The warmth from his body spread into her, warming her in a way that was strikingly similar to how the sun did. She smiled and snuggled a little closer.
“What are you doing next Saturday?” David asked, and his voice reverberated in his chest where her ear was pressed.
“I don’t know. What’re you doing?”
“That depends on you. I was thinking about what Tamani told you.”
She raised her head from his chest. “I don’t want to talk about that.”
“Why not? He was right about you being a plant. Maybe he was right about…about you being a faerie.”
“How can you even say that where your microscope can hear you, David?”
Laurel asked with a laugh, trying to keep the subject light. “It might stop working if it realizes its owner is so unscientific.”
“It’s pretty unscientific to have a friend who’s a plant,” David said, refusing to adopt her humorous tone.
Laurel sighed but let her head sink back down onto his chest. “Every little girl wishes she was actually a princess or a faerie or a mermaid or something.
Especially girls who don’t know who their real mothers are. But you lose that dream when you’re, like, six. No one still thinks that when they’re fifteen.” She set her jaw stubbornly. “There’s no such thing as faeries.”
“Maybe not, but you don’t necessarily have to be one for real.”
“What do you mean?”
David was staring at her blossom. “There’s a costume dance at school next Saturday. I thought maybe you could go as a faerie and try out the role. You know, get used to the idea as a costume before you try to tackle the idea that it’s real. Get comfortable with it.”
“What? Strap wings on and wear some funky dress?”
“Seems to me you already have wings,” David said, his voice serious.
His meaning slowly dawned on Laurel and she looked at him in disbelief. “You want me to go like this? With my blossom out for everyone to see? You must be crazy! No!”
“Just listen,” David said, sitting up. “I’ve thought about this. You know that tinsel garland stuff? If we wrapped that around the base of the flower and then looped it over your shoulders no one would know it wasn’t fake. They’d just think it was an awesome costume.”
“I couldn’t pass this off as a costume, David.
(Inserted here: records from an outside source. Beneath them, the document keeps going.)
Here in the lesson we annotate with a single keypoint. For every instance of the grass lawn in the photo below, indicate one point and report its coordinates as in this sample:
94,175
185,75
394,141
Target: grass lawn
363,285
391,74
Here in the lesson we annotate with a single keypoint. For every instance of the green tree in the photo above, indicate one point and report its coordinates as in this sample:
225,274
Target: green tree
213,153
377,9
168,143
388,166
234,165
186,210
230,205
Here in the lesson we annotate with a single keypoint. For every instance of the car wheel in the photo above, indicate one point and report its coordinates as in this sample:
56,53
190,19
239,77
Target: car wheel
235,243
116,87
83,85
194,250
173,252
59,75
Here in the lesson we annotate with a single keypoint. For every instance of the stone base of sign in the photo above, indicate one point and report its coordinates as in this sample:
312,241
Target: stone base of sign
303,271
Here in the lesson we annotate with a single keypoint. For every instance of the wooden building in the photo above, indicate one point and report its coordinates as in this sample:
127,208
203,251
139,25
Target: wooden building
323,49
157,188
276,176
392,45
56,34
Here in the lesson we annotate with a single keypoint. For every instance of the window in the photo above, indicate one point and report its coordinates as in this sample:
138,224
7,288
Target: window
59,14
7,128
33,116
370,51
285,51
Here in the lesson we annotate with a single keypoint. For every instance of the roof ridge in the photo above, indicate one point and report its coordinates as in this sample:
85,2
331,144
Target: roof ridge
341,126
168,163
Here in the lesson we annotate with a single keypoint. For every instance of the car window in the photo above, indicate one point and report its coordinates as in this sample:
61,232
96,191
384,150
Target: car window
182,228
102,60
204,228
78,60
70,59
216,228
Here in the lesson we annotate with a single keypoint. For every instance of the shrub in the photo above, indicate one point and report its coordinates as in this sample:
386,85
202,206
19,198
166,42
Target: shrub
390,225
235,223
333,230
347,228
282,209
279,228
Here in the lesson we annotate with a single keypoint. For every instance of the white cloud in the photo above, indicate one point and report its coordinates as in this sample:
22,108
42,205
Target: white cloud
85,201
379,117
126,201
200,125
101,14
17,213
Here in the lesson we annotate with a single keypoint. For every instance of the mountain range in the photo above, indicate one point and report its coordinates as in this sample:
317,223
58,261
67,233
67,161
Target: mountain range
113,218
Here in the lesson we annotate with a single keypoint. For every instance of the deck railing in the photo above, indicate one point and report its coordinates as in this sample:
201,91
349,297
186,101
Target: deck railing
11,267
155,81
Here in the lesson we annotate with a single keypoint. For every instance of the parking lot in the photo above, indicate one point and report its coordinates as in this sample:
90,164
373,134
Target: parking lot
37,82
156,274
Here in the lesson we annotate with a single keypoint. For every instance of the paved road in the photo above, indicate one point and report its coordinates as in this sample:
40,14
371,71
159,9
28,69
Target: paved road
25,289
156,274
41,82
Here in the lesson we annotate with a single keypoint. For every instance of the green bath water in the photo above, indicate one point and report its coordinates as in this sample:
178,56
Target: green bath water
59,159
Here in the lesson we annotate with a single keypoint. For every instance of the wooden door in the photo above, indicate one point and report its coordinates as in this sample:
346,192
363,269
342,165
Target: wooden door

It’s too good.”
David shrugged. “People generally believe what you tell them.” He grinned.
“And do you really think someone’s going to look at you and say, ‘Hmm, I think that girl’s a plant’?”
It really did sound absurd. Laurel’s mind drifted to the shimmery sky-blue formal she’d worn to her mother’s cousin’s wedding last summer. “I’ll think about it,”
she promised.
After school on Wednesday David had to work, so Laurel decided to go to the public library. She stepped up to the reference desk where the librarian was trying to explain the Dewey decimal system to a kid who clearly neither understood nor wanted to. After a couple of minutes, he shrugged and walked away.
With a frustrated sigh, the librarian turned to Laurel. “Yes?”
“Can I use the internet?” Laurel asked.
The librarian smiled, probably glad for a rational question. “That computer over there,” she said, pointing. “Log in with your library card number and you’ll have one hour.”
“Just one?”
The librarian leaned forward conspiratorially. “It’s a rule we had to make a couple of months back. Had a retired lady who would come in and play Internet Hearts all day.” She shrugged as she straightened again. “You know how it is; a couple of crazies ruin it for the rest of us. It’s high-speed though,” she added as she turned back to a stack of books she was scanning in.
Laurel headed over to the carrel that held the only internet-enabled computer.
Unlike the sprawling library Laurel and her dad had often visited in Eureka, the Crescent City library was hardly bigger than a regular house. It had one shelf of picture books and one shelf of adult fiction, and other than that, it was all old reference books. And not even very many of those.